Picking up information

By johnworr  

As I become familiar to procedures and accustomed working 12-hour legislative days, it is impressed upon me the hard work and dedication of so many of you who also work extended days. I am quickly finding that every bill introduced offers an opportunity to learn about an issue and grant respect to various viewpoints. I look forward to hearing from you about your views on bills before the Legislature. You can watch our Legislature daily online at http://www.netnebraska.org/publicmedia/capitol.html or on television on NET2.

Continuing to expand my knowledge of important policy matters, this week, along with my fellow senators, we studied our funding process for K-12 education. While the state aid formula is based on needs and resources of school districts, there are other components that ultimately determine the state aid dollars received. This is an important issue as we consider budget cuts, and I will continue this learning process to ensure that District 16 schools benefit fairly.

Committee hearings began last week in the Legislature. I experienced my first hearing as a member of the Agriculture Committee on Jan. 18. We heard testimony in support of Tam Allans re-appointment to the State Fair Board, as well as testimony on LB 109 and LB 110, both introduced by Agriculture Committee Chair Sen. Carlson. LB 109 eliminates the registration requirement of agricultural liming products to correspond to requirements governing fertilizers and feeds not requiring similar product registration. LB 110 removes the requirement that all soil conditioner products be registered with the Department of Agriculture and requires the manufacturer or product guarantor be included with labeling information provided on or with products distributed commercially. The Ag Committee unanimously recommended Mr.

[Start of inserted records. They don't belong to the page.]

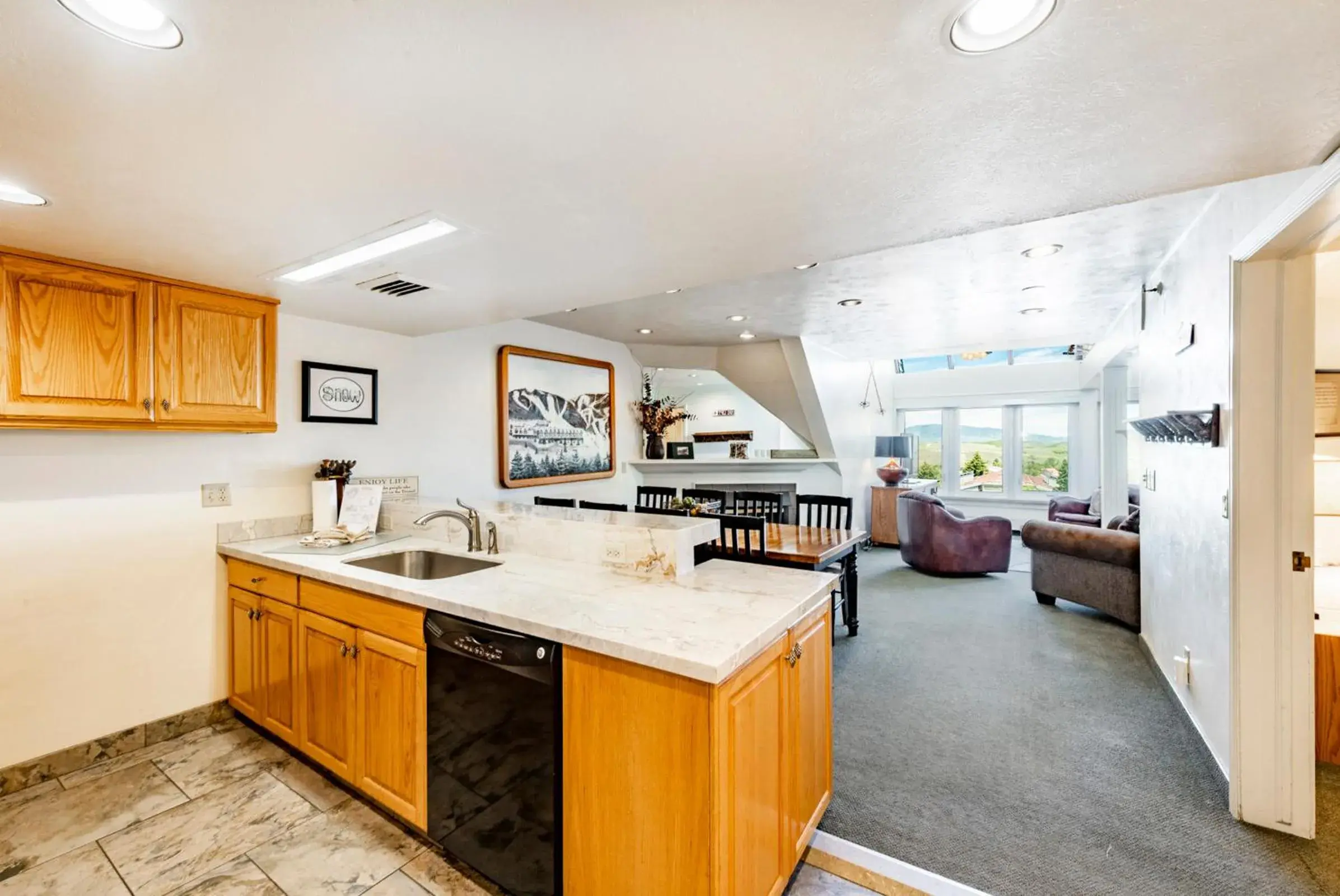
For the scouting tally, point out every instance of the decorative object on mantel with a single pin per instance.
(338, 473)
(724, 436)
(338, 394)
(554, 418)
(793, 454)
(1325, 408)
(656, 416)
(895, 448)
(1199, 428)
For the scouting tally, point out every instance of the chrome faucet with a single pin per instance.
(471, 519)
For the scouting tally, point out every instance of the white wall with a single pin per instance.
(111, 606)
(1184, 535)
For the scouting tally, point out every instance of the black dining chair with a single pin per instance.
(598, 505)
(759, 504)
(656, 496)
(705, 494)
(741, 538)
(824, 511)
(829, 512)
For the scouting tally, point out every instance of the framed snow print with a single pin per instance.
(555, 418)
(338, 394)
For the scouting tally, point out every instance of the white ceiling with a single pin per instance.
(959, 293)
(609, 149)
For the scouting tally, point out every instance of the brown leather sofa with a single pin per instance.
(1089, 512)
(1098, 568)
(937, 539)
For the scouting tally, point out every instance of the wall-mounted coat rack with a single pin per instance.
(1192, 428)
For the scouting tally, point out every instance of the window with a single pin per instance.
(926, 428)
(1047, 448)
(981, 450)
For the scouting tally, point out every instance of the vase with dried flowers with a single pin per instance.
(656, 416)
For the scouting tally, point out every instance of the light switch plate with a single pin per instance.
(216, 494)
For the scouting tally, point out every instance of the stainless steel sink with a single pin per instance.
(422, 564)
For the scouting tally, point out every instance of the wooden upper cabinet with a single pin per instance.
(76, 344)
(216, 360)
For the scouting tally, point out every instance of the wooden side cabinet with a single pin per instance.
(90, 347)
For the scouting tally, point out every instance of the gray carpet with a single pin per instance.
(1030, 750)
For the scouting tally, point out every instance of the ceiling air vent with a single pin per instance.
(393, 284)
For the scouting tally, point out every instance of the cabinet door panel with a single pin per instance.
(244, 692)
(328, 676)
(216, 358)
(279, 668)
(811, 726)
(391, 726)
(755, 844)
(76, 343)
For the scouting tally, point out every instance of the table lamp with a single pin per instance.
(894, 448)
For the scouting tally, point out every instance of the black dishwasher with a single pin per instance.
(495, 753)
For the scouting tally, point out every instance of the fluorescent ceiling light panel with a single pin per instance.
(431, 230)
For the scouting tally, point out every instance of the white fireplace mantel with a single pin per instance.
(725, 465)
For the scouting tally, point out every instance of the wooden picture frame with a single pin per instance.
(544, 436)
(354, 394)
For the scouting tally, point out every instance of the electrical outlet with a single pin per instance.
(216, 494)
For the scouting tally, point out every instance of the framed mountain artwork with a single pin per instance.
(555, 418)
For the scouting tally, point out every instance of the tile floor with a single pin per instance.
(224, 812)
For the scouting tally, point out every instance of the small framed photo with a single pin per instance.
(338, 394)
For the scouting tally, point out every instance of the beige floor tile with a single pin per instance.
(346, 851)
(27, 795)
(239, 878)
(81, 871)
(220, 760)
(397, 886)
(59, 822)
(191, 840)
(128, 760)
(438, 878)
(310, 784)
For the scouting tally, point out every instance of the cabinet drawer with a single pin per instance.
(387, 618)
(281, 586)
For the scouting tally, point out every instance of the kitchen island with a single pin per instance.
(694, 710)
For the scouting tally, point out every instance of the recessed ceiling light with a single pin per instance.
(1042, 252)
(136, 22)
(431, 230)
(19, 196)
(991, 25)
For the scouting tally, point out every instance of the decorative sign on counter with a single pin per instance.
(393, 487)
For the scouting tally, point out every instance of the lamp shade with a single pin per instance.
(893, 446)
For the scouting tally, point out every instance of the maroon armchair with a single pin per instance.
(940, 540)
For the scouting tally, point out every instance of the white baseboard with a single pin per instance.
(891, 868)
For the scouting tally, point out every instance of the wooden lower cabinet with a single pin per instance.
(278, 712)
(328, 685)
(676, 787)
(244, 692)
(391, 707)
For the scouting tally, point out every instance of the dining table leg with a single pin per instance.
(848, 589)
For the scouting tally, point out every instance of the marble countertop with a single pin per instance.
(703, 626)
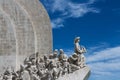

Allan for re-appointment.

The Government, Military, & Veterans Affairs Committee also met for hearings this week. Among the bills that we heard testimony on were LB 14 and LB 101. Both of these bills have prompted a great deal of e-mail and letter correspondence. County clerks in District 16 expressed support of LB 14, a bill that increases register of deeds fees to provide for modern technology for records documentation. LB 101, introduced by Sen. Schilz of Ogallala, eliminates daylight savings time. I have heard a great deal from those in support and opposition to this idea, although there was no testimony in opposition to LB 101 at the public hearing. Both bills remain in committee at this time.

Bill introductions wrapped up on the 10th day of session, Jan. 19. I will carry five bills this session. This week I introduced LB 368 to prevent political parties from nominating candidates for office if the party did not have a candidate on the primary ballot. This legislation is supported by the Secretary of State. LB 690 is another bill that I brought on behalf of Americans United for Life. This legislation furthers existing parental notification requirements for an abortion by requiring parental consent or consent of a family member or legal guardian. The fifth bill that I introduced this session is LB 691. LB 691 was brought to me by the Soybean Association and will require state agencies to give purchasing preference to biobased products. Biobased products are derived from agriculture products, such as soybeans, corn and other plants or forestry materials that can build upon our agriculture base in Nebraska.